More than 2 million people in North America have the disease, or about 1 in 133 people. Among people who have a first-degree relative—a parent, sibling, or child—diagnosed with celiac disease, as many as 1 in 22 people may have the disease. Celiac disease is also more common among people with other genetic disorders including Down syndrome and Turner syndrome, a condition that affects girls’ development.
Celiac disease is both a disease of malabsorption—meaning nutrients are not absorbed properly—and an abnormal immune reaction to gluten. When people with celiac disease eat foods or use products containing gluten, their immune system responds by damaging or destroying villi—the tiny, fingerlike protrusions lining the small intestine. Villi normally allow nutrients from food to be absorbed through the walls of the small intestine into the bloodstream. Without healthy villi, a person becomes malnourished, no matter how much food one eats.
Symptoms of celiac disease vary from person to person. Symptoms may occur in the digestive system or in other parts of the body. Digestive symptoms are more common in infants and young children and may include:
- Abdominal bloating and pain
- Chronic diarrhea
- Vomiting
- Constipation
- Pale, foul-smelling, or fatty stool
- Weight loss
- Irritability
Malabsorption of nutrients during the years when nutrition is critical to a child’s normal growth and development can result in other problems such as failure to thrive in infants, delayed growth and short stature, delayed puberty, and dental enamel defects of the permanent teeth.

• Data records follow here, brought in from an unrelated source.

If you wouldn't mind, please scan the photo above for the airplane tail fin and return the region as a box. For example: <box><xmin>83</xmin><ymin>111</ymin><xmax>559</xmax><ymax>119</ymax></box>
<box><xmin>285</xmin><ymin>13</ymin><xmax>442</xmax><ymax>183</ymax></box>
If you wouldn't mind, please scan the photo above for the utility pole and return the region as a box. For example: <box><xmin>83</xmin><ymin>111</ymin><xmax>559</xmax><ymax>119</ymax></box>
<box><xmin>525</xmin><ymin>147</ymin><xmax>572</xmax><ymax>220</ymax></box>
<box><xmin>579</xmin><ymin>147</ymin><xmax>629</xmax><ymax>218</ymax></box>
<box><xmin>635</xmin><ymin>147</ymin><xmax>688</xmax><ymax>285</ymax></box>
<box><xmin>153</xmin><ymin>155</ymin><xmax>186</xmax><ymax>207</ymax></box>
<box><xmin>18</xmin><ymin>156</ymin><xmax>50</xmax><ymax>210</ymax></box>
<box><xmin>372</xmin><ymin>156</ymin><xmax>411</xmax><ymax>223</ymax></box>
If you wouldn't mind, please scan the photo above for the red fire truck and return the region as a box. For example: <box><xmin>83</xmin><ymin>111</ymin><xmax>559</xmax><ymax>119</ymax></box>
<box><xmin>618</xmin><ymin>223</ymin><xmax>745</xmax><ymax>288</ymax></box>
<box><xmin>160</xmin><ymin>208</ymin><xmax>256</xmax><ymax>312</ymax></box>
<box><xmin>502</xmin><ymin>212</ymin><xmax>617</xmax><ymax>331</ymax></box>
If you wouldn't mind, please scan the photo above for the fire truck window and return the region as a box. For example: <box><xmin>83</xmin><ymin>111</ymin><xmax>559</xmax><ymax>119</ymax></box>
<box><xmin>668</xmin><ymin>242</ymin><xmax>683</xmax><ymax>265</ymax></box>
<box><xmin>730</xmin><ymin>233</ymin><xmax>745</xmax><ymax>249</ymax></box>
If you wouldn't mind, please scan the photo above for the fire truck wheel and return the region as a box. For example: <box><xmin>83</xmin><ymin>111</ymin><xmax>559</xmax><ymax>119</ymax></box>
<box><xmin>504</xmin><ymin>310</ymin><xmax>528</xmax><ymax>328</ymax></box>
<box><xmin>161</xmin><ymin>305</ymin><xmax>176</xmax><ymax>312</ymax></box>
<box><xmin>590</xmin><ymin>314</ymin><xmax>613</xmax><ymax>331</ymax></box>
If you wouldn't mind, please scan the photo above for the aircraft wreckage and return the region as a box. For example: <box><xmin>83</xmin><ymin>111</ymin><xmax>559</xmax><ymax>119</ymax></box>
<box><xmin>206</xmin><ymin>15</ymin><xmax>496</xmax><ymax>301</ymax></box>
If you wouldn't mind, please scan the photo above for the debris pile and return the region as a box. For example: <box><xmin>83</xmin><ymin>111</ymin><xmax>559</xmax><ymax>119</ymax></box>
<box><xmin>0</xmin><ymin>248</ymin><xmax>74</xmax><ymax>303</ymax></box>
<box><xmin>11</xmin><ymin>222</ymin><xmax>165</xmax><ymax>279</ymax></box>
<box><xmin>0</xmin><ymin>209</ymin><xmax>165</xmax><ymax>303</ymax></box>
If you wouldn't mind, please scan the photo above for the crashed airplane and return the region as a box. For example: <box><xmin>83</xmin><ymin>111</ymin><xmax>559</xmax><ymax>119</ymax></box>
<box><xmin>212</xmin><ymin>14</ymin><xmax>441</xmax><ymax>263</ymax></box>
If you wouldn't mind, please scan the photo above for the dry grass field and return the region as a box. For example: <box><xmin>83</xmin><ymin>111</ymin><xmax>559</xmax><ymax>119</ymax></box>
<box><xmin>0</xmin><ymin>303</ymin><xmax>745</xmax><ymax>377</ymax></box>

Adults are less likely to have digestive symptoms and may instead have one or more of the following:
- Unexplained iron-deficiency anemia
- Fatigue
- Bone or joint pain
- Arthritis
- Bone loss or osteoporosis
- Depression or anxiety
- Tingling numbness in the hands and feet
- Seizures
- Missed menstrual periods
- Infertility or recurrent miscarriage
- Canker sores inside the mouth
- An itchy skin rash called dermatitis herpetiformis
People with celiac disease may have no symptoms but can still develop complications of the disease over time. Long-term complications include malnutrition—which can lead to anemia, osteoporosis, and miscarriage, among other problems—liver diseases, and cancers of the intestine.
People with celiac disease tend to have other diseases in which the immune system attacks the body’s healthy cells and tissues. The connection between celiac disease and these diseases may be genetic. They include:
- Type 1 diabetes
- Autoimmune thyroid disease
- Autoimmune liver disease
- Rheumatoid arthritis
- Addison’s disease, a condition in which the glands that produce critical hormones are damaged
- Sjögren’s syndrome, a condition in which the glands that produce tears and saliva are destroyed
The only treatment for celiac disease is a gluten-free diet. For most people, following this diet will stop symptoms, heal existing intestinal damage, and prevent further damage. Improvement begins within days of starting the diet. The small intestine usually heals in 3 to 6 months in children but may take several years in adults. A healed intestine means a person now has villi that can absorb nutrients from food into the bloodstream.
Some people with celiac disease show no improvement on the gluten-free diet. The most common reason for poor response to the diet is that small amounts of gluten are still being consumed. Hidden sources of gluten include additives such as modified food starch, preservatives, and stabilizers made with wheat. And because many corn and rice products are produced in factories that also manufacture wheat products, they can be contaminated with wheat gluten.
Rarely, the intestinal injury will continue despite a strictly gluten-free diet. People with this condition, known as refractory celiac disease, have severely damaged intestines that cannot heal. Because their intestines are not absorbing enough nutrients, they may need to receive nutrients directly into their bloodstream through a vein, or intravenously. Researchers are evaluating drug treatments for refractory celiac disease.